Me:I j..i just... i just really wanted to.,, i really wanted to tell you.... thank you,,? Thank you because.... Without even knowing, you made a movie that literally saved me,,,, Kept me alive. I could thank of course Todd, Scott, Lawrence, the whole team, but the way you,.. *ny voice is choking in tears* the way you showed those emotions, the first film bringing to the fore both the multitude of traumas that life can have inflicted to me... I have so many similarities with the character that I'm almost afraid of it; I know that part of my capsizing emotions come directly from all of this.*Talks about the same abuse and trauma in details i had, the same thing about therapy, thing about being beat up (not as a clown but as a mascott (fireman dog), being bullied and beaten up in high school, the way people judged me, society treated me, how i got treated when i snapped and punched my abusers..* Here in Montreal, I am in poor health and very poor. For therapy there is too long a waiting list in the free services and they cut the services, like Arthur. Here is why, therefore, to cosplay and create so much in connection with this film, frees me. It's therapeutic. It is a safe filter to free me from my emotions. I use the characters as the therapy i do not have. You saved me. *I explain my whole roleplay process etc since the beginning*
▫️Him: *Started crying and speaks with a low voice*
Awwww, this... is is just so so sweet... This is the kindest thing you could tell me, and... what you went through, poooooor baby... *stand up and ask me to stand up* *Hugs me super thigh, for a long hug, while talking low*
Him: This will be okay, i promise.. Thank you so much for sharing this with me... I am very touched, really... I am so sorry you had to go through this, but so amazed by your strenght.. thank you for coming today... I have to.. i have to go back shooting but are you hungry? Did you eat today?
*He asks his assistant 'can i come back? go to restaurant or, no heh no time.. you know where the salad his, avocado.. No ah ok anyways*
He comes back to me 'Hey i hum, yeah i have to go back shooting, but hey hum let's hang out later maybe okay hey hug... take care' he runs. I go back sitting and the security guys are looking at me jawdropping super excited, but i cant talk, trying to process it all.
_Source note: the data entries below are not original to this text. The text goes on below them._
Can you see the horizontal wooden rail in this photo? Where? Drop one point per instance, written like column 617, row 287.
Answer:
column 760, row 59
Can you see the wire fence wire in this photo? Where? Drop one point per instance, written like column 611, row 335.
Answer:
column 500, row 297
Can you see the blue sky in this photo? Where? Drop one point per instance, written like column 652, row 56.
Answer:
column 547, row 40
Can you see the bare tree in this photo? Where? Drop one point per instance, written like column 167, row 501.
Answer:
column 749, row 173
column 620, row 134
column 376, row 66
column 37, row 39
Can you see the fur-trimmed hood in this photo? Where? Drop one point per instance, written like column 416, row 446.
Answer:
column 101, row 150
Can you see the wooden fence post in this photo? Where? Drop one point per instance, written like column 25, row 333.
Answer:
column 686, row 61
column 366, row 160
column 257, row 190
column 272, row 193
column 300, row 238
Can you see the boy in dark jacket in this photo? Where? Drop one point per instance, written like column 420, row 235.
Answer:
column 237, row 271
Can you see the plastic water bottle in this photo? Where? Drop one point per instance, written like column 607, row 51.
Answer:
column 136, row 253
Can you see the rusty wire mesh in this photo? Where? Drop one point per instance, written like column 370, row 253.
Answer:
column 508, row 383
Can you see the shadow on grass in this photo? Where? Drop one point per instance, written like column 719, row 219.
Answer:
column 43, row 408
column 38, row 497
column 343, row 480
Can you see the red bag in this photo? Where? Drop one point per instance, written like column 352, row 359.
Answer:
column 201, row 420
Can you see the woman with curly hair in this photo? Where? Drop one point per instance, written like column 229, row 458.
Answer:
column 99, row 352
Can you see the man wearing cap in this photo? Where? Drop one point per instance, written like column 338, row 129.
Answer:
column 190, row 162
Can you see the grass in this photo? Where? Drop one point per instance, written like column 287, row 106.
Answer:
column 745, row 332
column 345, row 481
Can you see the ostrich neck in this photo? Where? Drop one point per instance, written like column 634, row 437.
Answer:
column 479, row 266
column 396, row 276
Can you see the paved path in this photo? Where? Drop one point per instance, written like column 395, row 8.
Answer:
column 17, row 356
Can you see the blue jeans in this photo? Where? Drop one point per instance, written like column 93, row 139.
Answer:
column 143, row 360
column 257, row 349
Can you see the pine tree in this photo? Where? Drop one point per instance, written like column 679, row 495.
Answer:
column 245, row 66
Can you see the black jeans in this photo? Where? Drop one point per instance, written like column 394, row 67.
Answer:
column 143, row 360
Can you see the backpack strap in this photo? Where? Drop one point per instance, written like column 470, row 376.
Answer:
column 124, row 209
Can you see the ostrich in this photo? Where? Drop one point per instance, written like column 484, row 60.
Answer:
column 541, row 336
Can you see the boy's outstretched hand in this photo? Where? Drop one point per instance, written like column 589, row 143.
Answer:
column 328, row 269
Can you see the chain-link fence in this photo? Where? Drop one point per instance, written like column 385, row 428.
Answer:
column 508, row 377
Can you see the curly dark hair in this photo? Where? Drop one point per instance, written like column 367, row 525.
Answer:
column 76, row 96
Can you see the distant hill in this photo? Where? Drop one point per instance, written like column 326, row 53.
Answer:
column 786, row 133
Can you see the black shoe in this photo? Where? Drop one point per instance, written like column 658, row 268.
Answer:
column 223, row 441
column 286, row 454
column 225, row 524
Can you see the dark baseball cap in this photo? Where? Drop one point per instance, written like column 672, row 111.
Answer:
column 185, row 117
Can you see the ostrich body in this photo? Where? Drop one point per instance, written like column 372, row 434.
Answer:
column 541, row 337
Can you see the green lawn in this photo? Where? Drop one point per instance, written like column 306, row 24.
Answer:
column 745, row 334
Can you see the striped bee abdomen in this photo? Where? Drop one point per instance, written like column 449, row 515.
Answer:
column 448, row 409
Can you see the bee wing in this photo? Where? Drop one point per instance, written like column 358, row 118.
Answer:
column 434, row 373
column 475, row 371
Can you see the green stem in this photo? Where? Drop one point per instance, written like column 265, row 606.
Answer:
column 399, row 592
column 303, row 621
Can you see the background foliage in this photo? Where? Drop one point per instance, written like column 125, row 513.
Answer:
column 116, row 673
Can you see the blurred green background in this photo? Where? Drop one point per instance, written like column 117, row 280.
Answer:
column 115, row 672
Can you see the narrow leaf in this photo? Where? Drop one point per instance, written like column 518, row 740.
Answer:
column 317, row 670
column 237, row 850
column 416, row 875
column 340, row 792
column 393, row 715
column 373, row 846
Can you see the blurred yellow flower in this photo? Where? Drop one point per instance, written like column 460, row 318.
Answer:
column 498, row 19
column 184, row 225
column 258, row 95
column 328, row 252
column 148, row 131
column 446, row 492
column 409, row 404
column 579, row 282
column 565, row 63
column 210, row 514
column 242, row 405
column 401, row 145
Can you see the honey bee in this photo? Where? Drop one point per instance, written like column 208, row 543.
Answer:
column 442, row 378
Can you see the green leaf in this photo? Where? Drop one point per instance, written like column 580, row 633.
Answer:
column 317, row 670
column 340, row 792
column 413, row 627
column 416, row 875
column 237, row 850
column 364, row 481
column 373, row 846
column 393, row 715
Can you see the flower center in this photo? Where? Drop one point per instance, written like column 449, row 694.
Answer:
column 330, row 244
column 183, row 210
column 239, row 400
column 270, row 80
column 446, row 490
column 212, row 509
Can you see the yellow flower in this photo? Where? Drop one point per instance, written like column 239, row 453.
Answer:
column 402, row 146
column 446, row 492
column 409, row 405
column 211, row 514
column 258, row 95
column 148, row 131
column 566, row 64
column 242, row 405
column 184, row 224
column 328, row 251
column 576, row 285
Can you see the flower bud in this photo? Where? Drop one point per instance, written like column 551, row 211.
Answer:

He comes back after a few minutes, he prepared an avocado sandwich for me, brough a salad, water bottle, Coke can. I'm super shy, i thank him. A guy tell him i have a letter for him, i give it to him and explain that i wasnt expecting to see him so i left my blog adress, and all i explained before. He hugged me thigh and cries, je came back a few times and i tell him in a very respectful way i know how he doesnt like to take pictures, he hates medias etc, that i wanted to get a picture with him but that if he refuses i entirely respects his privacy, he looks at me and says "ah come on, come" i follow him back at the bench, he is still emotional, we can see it on the picture.
He hugs me, tells me he gotta go back to shooting, and thanks me for everything. I give him my letter with the link of my website on it. I go back where i was, everything is too surreal. I talk to the security guys who are way beyond happy for me, and i go home. I go home, listening to JOKER soundtrack, walking at the St-Denis exit that reminds me one of my favorite scenes of the movie, the scene i talked about with him. When he exits the subway.
I think about this day everyday and cry.